Il a transfiguré le vin blanc que nous buvons aujourd’hui. Œnologue, chercheur, consultant, professeur à la faculté de Bordeaux et vigneron tout à la fois, Denis Dubourdieu est mort mardi 26 juillet, à l’âge de 67 ans, d’une tumeur au cerveau. Qualifié de « consultant en vin légendaire » outre-Atlantique par le Wine Spectator, de « titan du terroir » par le Financial Times, il était d’abord mondialement surnommé « le pape du blanc » pour sa vision d’un vin pur et sans défaut, au terroir identifiable et au long potentiel de garde. Ses méthodes de vinification ont été appliquées dans le Bordelais avant de s’imposer dans le monde entier.

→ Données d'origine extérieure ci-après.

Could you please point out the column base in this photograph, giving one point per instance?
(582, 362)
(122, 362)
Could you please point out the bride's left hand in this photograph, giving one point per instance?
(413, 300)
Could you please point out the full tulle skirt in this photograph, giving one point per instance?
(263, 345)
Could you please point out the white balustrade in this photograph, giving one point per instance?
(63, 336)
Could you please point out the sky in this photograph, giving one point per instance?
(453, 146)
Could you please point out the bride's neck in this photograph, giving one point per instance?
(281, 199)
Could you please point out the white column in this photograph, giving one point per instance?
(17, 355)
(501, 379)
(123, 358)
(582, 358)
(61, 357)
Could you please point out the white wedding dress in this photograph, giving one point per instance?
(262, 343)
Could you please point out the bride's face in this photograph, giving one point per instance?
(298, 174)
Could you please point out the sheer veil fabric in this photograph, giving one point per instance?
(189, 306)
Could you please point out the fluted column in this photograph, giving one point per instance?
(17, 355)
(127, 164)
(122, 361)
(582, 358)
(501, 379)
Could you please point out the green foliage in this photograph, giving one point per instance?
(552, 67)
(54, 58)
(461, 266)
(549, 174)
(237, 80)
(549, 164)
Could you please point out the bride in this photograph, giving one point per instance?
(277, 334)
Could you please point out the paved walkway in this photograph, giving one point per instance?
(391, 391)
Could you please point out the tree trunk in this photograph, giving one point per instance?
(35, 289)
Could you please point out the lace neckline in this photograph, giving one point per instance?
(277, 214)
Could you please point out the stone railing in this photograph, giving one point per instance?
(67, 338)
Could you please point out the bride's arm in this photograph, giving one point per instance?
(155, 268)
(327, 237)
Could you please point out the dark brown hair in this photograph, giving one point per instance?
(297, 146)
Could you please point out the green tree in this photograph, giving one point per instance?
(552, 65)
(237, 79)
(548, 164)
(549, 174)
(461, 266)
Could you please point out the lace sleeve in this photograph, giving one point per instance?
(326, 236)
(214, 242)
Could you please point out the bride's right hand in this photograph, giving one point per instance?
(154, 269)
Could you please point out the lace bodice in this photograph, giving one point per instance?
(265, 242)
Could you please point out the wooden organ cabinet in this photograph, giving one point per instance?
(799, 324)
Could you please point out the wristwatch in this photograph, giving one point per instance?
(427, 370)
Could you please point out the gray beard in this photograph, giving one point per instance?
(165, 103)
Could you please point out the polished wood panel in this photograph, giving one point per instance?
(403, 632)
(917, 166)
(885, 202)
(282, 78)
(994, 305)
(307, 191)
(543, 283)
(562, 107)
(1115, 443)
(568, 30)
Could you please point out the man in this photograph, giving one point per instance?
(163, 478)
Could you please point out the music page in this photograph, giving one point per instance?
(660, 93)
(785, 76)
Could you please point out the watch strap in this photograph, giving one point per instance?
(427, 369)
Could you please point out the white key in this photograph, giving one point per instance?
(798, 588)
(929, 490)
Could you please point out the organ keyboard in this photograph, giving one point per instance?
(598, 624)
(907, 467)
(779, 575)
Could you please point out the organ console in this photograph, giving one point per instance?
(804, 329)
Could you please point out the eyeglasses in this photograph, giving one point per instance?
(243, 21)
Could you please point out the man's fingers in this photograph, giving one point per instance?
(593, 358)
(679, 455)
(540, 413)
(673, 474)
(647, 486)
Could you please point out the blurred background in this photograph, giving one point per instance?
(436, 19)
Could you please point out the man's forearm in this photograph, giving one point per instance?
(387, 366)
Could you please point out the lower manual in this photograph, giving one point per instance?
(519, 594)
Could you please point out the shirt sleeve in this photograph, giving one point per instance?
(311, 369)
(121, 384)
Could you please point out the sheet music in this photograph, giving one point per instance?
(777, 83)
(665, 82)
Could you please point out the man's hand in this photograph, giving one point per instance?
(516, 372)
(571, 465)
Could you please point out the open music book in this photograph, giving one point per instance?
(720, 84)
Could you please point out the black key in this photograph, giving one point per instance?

Fils d’une famille de vignerons installés à Bordeaux depuis 1794, Denis Dubourdieu avait démarré ses travaux de thèse par un sujet qui l’imposa dès lors comme grand spécialiste du Sauternais : la pourriture noble des raisins et ses arômes sur les vins liquoreux. Il a ensuite effectué ou supervisé des recherches œnologiques sur les causes du vieillissement prématuré des vins, l’origine de l’arôme de poivron vert dans les cabernets, les composés aromatiques du sauvignon. La revue anglaise Decanter, qui lui avait décerné au printemps le titre d’« homme de l’année », lui ainsi attribué plus de 200 publications majeures sur le vin et près de 7 000 citations dans diverses thèses et travaux de recherche.
Mais les compétences de Denis Dubourdieu dépassaient le savoir académique. Il mettait sans cesse en pratique le fruit de ses travaux. Dans les vignes de ses propriétés, Château Reynon, Cantegril, Haura, Clos Floridène et Doisy-Daëne, comme dans les vignobles qu’il conseillait. Parmi les plus prestigieux qui avaient fait appel à lui à Bordeaux, figurent Yquem, Cheval-Blanc et Château Margaux. Il a également suivi plus de 70 domaines de l’Alsace au Japon, en passant par Sancerre, la Bourgogne, l’Italie ou l’Afrique du Sud. S’il avait hissé aux sommets Doisy-Daëne, le domaine familial, et Reyon, appartenant à son épouse, son plus grand succès fut la création ex-nihilo du Clos Floridène, aujourd’hui reconnu comme référence de la précision aromatique.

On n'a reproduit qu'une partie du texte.